Ideological Warfare

The Cold War has been over, or so we’re told, for over a dozen years now. Why then is it that our political discourse sometimes still sounds like Marx vs. Gladstone? Eric S. Raymond examines the history of ideological warfare, from its roots in the Cold War, to the modern manifestation in the seeming clash of civilizations between Islam and the West.

The essay does wax a bit … pretentious, if I may. But all the name-dropping (in terms of philosophers, writers, and memes) is exactly the sort that ivory tower types might be most excited by.

The essay also seems to adopt what Richard Hofstadter has called the “paranoid style”. Now, I’m not big on conspiracy theory or religion, which share some traits. Still, the temptation to adopt conspiracy theory is a basic human impulse, and in this vein, one could do worse than to read what Raymond has to say. You don’t have to agree with his conclusions, but what he states should be interesting, and a thought-provoking examination of the source of your beliefs.

[Cross-posted at Between Worlds]

6 thoughts on “Ideological Warfare”

  1. Excellent piece. I don’t think it is pretentious. He drops names because he is actually quoting people and understands what they were saying.

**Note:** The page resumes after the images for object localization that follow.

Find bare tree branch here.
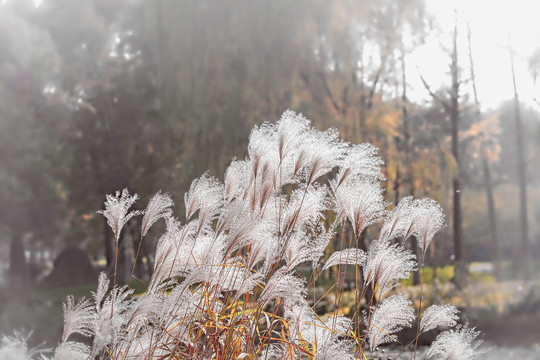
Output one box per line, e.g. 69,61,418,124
417,67,451,111
318,71,341,113
341,85,349,117
367,61,385,108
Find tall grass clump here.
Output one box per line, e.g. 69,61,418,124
8,111,482,359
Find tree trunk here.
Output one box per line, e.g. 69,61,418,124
450,15,467,288
483,157,503,280
410,237,422,285
468,25,502,281
400,50,421,286
103,217,114,266
8,232,30,295
393,164,401,205
510,45,532,280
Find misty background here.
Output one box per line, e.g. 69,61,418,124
1,0,539,352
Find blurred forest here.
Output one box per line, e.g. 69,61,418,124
1,0,540,292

    Conspiracy theories are usually wrong in a free and open society like the United States. They are sometimes true in a very clubby place like England, where people have all kinds of loyalties and the ability to keep a secret. They are sometimes true in France, where the Enarques are a tight-knit group that look out for each other. And as to Soviet communism, it was expressly and precisely a decade-spanning conspiracy. You don’t need to imagine anything. The Soviets worked hard to try to destroy the United States by all “asymmetric” means, since direct military confrontation was too risky or costly. Ugly public sculpture? Who knows, maybe the Russians promoted it. It would not surprise me. The nuclear freeze movement, the European anti-nuclear protests in the early 80s, both were financed in part by the KGB. Why is anyone scandalized by this. The Cold War was a conflict that was in earnest and the Soviets wanted to win and Lenin himself said that useful idiots, infantile leftists, should be used and exploited to the maximum extent possible to subvert capitalist society. It would be stupid to think the Soviets were NOT doing these things.

    The full truth about the Soviet Union has come more and more to light in recent years. Most people who are influential in our society are still in denial about what these facts say about some of their most precious beliefs.

    I like this writer’s use of the word suicidalism is certainly derived from James Burnham’s book Suicide of the West, which is over forty years old and is more timely than ever.

    His statement that the ideological damage we suffered during the Cold War has damaged our ability to deal with the current threat is right on the money.

    Excellent post. Thanks for sharing.

  2. Why then is it that our political discourse sometimes still sounds like Marx vs. Gladstone?

    Because all political disagreements in the last two hundreds years have broken down across two philosophical divides which Thomas
    Sowell labeled the constrained and unconstrained visions. Others have called it the tragic vs the utopian visions.

    I think one thing that people forget in looking at the Cold War is that communism in Russia, China and other lesser developed areas was in fact a side effect of the internal conflict within western developed nations. Communism was kind of Frankenstein monster that escaped the coffee shops and universities of the industrial west and spread into pre-industrial societies world wide. It was the bastard child of free-world Leftist to begin with so it should come as no surprise that they in turn were such profound enablers of it.

  3. Every enemy we are facing at this moment, are old sattelites of the USSR. The USSR used muslim nations against the west, and the US used oppossing muslim factions against the soviet ally for the purposes of a conventional war by proxy.

    This is STILL the cold war, and fact is, it sitll is until we turn russia into a rational nation.

  4. Bruce:
    They share one trait – both are/were control freaks. Neither are interested in the messiness of “toward a more perfect union”; both feel that if only their rules/laws were enforced, a perfect union would result. Which leads us to a second trait, both begin with this vision & expect human nature to mold itself to reach perfection.